Object detection models builder with TensorFlow.
ODModelBuilderTF is a .NET library which allow to train object detection models directly in .NET environment, without the needing of Python code.
- It's based on the TensorFlow framework.
- It can be used with all .NET languages simply including the package on your project.
- It's also event oriented, so it's possible to control the whole train process registering the events in the client application.
- Tuning parameters are provided to manage the train process directly from the client without manually writing configuration files.
- Can train and export TensorFlow's saved model format, frozen graph and ONNX models that can be afterwards consumed, for example, in the ML.NET framework.
Simply include the package (or the reference to the project if you include it in your solution) to used the library.
At the first initialization it will install the train environment on your device downloading it from Internet (the process can take long time).
If you prefer to have a ready to use environment (or your device is offline) you can include in your application the redistributables containing all the needed resources.
For a quick usage example you can take a look to the console application included in this repository, used to test the library.
LG.ODModelBuilderTF: the train library.
LG.ODModelBuilderTF-Redist-Win: the redistributable with TensorFlow object detection packages.
LG.ODModelBuilderTF-Redist-Win-TF: the redistributable with TensorFlow packages.
- LG.ODModelBuilderTF-Redist-Win-TF-A: the redistributable with TensorFlow library (part A).
- LG.ODModelBuilderTF-Redist-Win-TF-B: the redistributable with TensorFlow library (part B).
LG.ODModelBuilderTF-Redist-Win-CUDA10_1-TF: the redistributable with a special TensorFlow library for old GPUs which can work with CUDA 10.1 SM30. To use instead of the ODModelBuilderTF-Redist-Win-TF (CUDA 11) in old devices.
LG.ODModelBuilderTF, LG.ODModelBuilderTF-Redist-Win, LG.ODModelBuilderTF-Redist-Win-TF
LG.ODModelBuilderTF, LG.ODModelBuilderTF-Redist-Win, LG.ODModelBuilderTF-Redist-Win-CUDA10_1-TF
It's possible to build ODModelBuilderTF and the packages directly from the command line launching the build.cmd or opening the solution in Visual Studio 2019 or above.
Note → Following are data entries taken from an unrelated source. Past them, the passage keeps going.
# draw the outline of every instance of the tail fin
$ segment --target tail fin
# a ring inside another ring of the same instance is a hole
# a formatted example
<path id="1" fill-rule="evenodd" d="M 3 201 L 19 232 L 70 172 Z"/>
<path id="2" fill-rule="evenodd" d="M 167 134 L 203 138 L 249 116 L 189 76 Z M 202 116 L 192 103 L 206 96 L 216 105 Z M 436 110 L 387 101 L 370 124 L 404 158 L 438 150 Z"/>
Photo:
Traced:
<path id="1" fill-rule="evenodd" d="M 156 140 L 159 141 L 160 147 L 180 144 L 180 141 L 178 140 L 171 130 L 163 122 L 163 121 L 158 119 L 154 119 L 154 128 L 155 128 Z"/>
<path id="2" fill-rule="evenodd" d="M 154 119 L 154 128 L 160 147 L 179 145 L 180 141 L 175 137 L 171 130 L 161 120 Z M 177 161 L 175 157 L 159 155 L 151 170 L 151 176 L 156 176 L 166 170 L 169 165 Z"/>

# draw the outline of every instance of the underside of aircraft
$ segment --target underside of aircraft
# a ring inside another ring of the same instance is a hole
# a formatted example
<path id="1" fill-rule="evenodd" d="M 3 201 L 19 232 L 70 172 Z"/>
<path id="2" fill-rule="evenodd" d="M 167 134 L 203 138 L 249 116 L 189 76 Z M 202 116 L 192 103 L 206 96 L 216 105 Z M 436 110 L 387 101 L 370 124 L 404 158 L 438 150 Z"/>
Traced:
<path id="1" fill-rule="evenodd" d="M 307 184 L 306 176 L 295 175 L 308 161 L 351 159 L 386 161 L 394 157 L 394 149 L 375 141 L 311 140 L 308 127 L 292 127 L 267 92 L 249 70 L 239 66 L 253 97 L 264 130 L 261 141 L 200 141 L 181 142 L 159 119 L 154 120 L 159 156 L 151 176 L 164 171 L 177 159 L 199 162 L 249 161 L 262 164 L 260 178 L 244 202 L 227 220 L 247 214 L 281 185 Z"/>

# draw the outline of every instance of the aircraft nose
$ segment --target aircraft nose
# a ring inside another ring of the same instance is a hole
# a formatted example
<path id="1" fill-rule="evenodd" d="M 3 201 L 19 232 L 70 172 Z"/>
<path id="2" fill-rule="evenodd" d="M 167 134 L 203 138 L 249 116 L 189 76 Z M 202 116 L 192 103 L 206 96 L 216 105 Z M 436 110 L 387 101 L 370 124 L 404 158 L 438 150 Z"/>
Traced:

Here is a snippet code to show how to train a model.
using ODModelBuilderTF;
using System;
using System.Threading;
using System.Threading.Tasks;
namespace ODModelBuilderTF_Con
{
class Program
{
static async Task Main(string[] args)
{
// Create the trainer
var trainer = new Trainer(new Trainer.Options
{
BatchSize = 16,
CheckpointEvery = null,
CheckpointForceThreashold = null,
EvalImagesFolder = @"Data\Images\Eval",
ExportFolder = @"Data\Export",
ModelType = ModelTypes.SSD_MobileNet_V2_320x320,
NumTrainSteps = 50000,
OnnxModelFileName = "Model.onnx",
TensorBoardPort = 6006,
TrainFolder = @"Data\Train",
TrainImagesFolder = @"Data\Images\Train",
TrainRecordsFolder = @"Data\Records",
});
// Step event
var loss = default(double?);
trainer.TrainStep += (sender, e) =>
{
Console.WriteLine($"Step number:{e.StepNumber}\t\tstep time: {e.StepTime:N3} secs\t\ttotal loss:{e.TotalLoss:N3}");
if (loss == null)
loss = e.TotalLoss;
else if (e.TotalLoss < loss) {
loss = e.TotalLoss;
e.CreateCheckpoint = true;
Console.WriteLine($"{new string('=', 40)}> Create checkpoint with total loss {e.TotalLoss}");
}
};
// Evaluation event
var mAP = default(double?);
trainer.TrainEvaluation += (sender, e) =>
{
if (mAP == null)
mAP = e.AP;
else if (e.AP > mAP) {
mAP = e.AP;
e.Export = true;
}
Console.WriteLine($"{new string('=', 40)}> Mean average precision {e.AP}");
if (e.Export)
Console.WriteLine($"{new string('=', 40)}> Exporting model...");
};
// Export events
trainer.ExportedSavedModel += (sender, e) =>
{
Console.WriteLine($"{new string('=', 40)}> SavedModel exported");
};
trainer.ExportedOnnx += (sender, e) =>
{
Console.WriteLine($"{new string('=', 40)}> Onnx model exported");
};
// Token for stop training
var exitToken = new CancellationTokenSource();
Console.CancelKeyPress += (sender, e) => exitToken.Cancel();
// Wait the training
await Task.Run(() => trainer.Train(exitToken.Token));
}
}
}
It's possible to test / train directly on a google colab environment using the notebook ODModelBuilderTF.ipynb
ODModelBuilderTF is licensed under the MIT license and it is free to use commercially.